Although the stories I write now are less adventurous and more focused on character than plot, I have found that living an adventurous life feeds my creativity and takes hold of my imagination. Henry Thoreau said, ‘How vain it is to sit down and write when you have not stood up to live’. For me, this is the challenge of a writing life.

I did not know that choosing to rent an old farmhouse in our first year of marriage would have such an influence on my writing. As I developed the characters in My Father’s House the farm on which I lived became an essential backdrop for the story and the house became symbolic of the themes I wanted to explore. It was not until years later when I was living far away from rural County Down in Pietermaritzburg, South Africa that all of the components of my novel came together. The things I remembered from my days spent chasing sheep up the road in my pyjamas and trying to stop our pigs from attacking the dog infused the story with believable detail and my characters were quite at home in that setting.

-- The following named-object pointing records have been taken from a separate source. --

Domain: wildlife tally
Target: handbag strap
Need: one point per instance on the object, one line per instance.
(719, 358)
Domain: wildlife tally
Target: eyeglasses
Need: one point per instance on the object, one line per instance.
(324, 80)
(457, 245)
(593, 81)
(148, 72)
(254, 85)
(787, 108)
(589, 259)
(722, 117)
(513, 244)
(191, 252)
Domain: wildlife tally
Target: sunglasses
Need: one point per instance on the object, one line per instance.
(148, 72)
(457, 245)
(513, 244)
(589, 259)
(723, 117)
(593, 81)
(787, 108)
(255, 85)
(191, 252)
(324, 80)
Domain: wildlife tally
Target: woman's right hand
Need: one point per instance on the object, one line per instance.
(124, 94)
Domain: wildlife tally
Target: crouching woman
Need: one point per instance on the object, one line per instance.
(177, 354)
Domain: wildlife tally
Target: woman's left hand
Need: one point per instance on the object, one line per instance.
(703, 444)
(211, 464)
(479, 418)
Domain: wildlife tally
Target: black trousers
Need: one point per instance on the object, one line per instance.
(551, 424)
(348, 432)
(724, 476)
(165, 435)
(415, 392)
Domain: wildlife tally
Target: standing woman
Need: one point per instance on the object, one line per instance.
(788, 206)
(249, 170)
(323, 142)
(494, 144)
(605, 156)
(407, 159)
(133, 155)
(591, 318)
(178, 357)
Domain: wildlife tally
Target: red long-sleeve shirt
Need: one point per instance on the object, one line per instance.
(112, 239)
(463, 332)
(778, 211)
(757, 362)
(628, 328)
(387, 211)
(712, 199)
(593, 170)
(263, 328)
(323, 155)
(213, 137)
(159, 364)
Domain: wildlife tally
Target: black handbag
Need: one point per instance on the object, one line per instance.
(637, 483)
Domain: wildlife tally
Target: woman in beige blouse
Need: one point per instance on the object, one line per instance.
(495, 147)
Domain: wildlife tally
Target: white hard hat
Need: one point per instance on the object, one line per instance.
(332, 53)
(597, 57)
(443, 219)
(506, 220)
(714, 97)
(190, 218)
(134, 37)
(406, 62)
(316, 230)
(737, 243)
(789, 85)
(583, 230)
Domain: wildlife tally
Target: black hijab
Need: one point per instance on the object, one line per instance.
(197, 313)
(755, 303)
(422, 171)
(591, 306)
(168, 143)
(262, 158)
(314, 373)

My ex-teacher asked me whether I had plans to write another book. I told him that writing was the only thing I ever wanted to do and I had characters clamouring to be put on paper. When reflecting on the places I have lived over the last couple of years, I am excited to see how my next novel develops."

For more on Bethany Dawson and My Father's House check out this short promo video:


Bethany Dawson completed a Master of Philosophy in Creative Writing at Trinity College, Dublin where she was picked up by her agent and began writing in earnest. She works as the Assistant Editor of The Zimbabwean, an independent newspaper produced in the UK. Bethany currently lives in Belfast, Northern Ireland with her husband and son, but has spent time living in both Zimbabwe and South Africa. This is her first novel.